To examine the functionality of this “monomeric” mutant, we performed the patch-clamp analysis. The E. coli spheroplasts expressing this mutant still exhibited the ion channel activity (Figure 3G-3I). We then assessed the stability of this mutant by the FSEC-based thermostability assay (FSEC-TS)33. In FSEC-TS, the monomerizing mutations had a drastic effect on the stability of RsTRIC. The calculated melting temperature (Tm) of the monomeric mutant was decreased by 24.7 °C as compared with that of the wild type (Figure 3J), indicating that the trimer formation may contribute to the stability of the protein.
Taken together, our results demonstrate that RsTRIC possesses an ion-conducting pathway within each subunit. The trimer formation is not requisite for the gating activity, but contributes to the stability of the protein.
Conserved glycine clusters in the putative channel pore
The putative monomeric pore of the TRIC channels is mainly formed by the TM1, TM2, TM4 and TM5 helices (Figure 4A-4D), and is solvent-accessible on the periplasmic side. In contrast, this putative pathway is closed on the cytoplasmic side (Figure 4A and 4C). Accordingly, the current structures represent the closed state of the channel. On the cytoplasmic side, extensive hydrogen bonds exist between the main-chain carbonyl atom of Ala94 and the side chains of Asp97, Arg137, Tyr153 and Arg187 (Supplementary information, Figure S4E). These residues are highly conserved among prokaryotes (Supplementary information, Figure S3A), and may contribute to the closed conformation in the current structure, implying the possible disruption of these hydrogen bonds upon channel opening.

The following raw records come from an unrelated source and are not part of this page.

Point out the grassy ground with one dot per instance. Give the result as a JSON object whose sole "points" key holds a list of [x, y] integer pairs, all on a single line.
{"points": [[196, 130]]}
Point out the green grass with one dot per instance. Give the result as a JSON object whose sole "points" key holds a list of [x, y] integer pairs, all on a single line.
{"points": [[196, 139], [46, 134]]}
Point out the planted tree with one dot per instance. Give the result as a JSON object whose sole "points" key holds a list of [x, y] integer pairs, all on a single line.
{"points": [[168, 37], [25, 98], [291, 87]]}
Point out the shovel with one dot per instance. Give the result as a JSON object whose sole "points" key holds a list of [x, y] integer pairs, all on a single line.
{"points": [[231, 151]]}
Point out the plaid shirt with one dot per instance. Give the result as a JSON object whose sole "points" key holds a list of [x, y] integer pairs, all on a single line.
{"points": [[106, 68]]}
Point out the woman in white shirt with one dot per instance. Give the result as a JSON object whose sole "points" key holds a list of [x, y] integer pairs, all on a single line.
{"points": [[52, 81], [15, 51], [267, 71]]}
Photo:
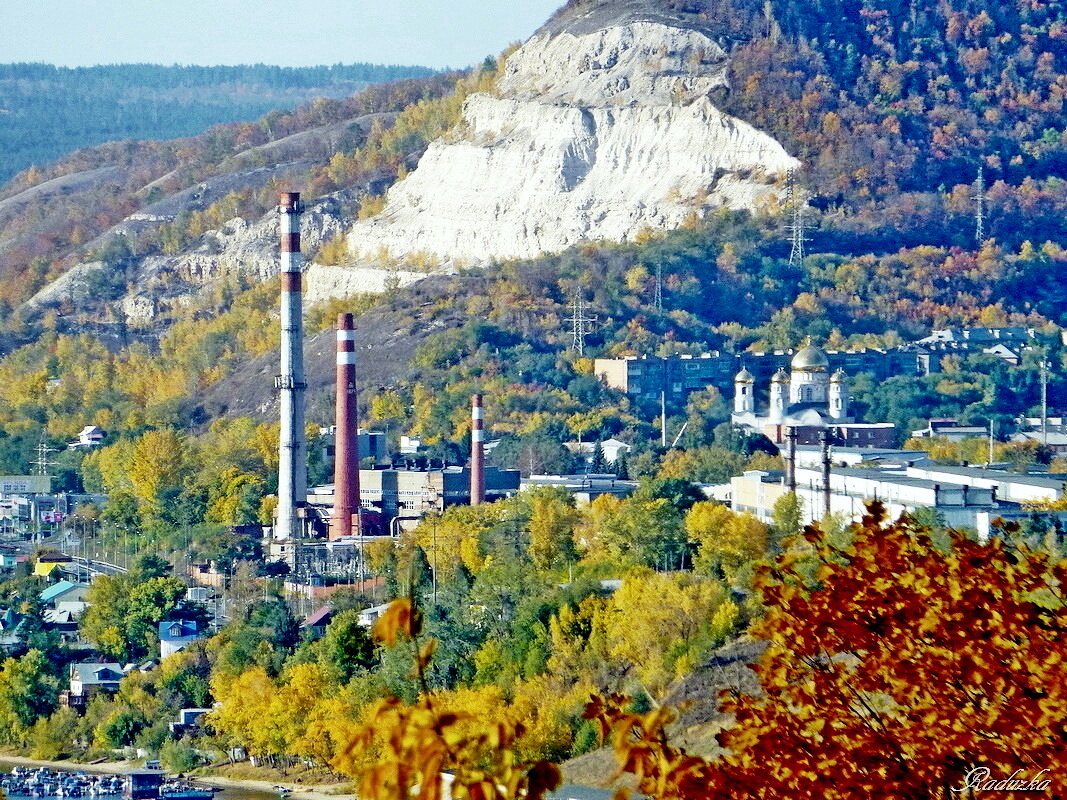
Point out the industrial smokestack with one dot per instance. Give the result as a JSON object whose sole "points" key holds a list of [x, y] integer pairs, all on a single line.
{"points": [[346, 436], [292, 447], [477, 452]]}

The center of the putative monomeric pore consists of the glycine clusters (N-kink in TM2 and C-kink in TM5) and the two in-line phenylalanine residues, which close the pore on the periplasmic side with their bulky hydrophobic side chains (Phe16 and Phe104 in SsTRIC, and Phe17 and Phe103 in RsTRIC) in the TM1 and TM4 helices (Figure 4A-4D). These glycine clusters are highly conserved in both eukaryotes and prokaryotes (Supplementary information, Figure S3A), whereas these phenylalanine residues are only conserved among the prokaryotic orthologues (Supplementary information, Figure S3A).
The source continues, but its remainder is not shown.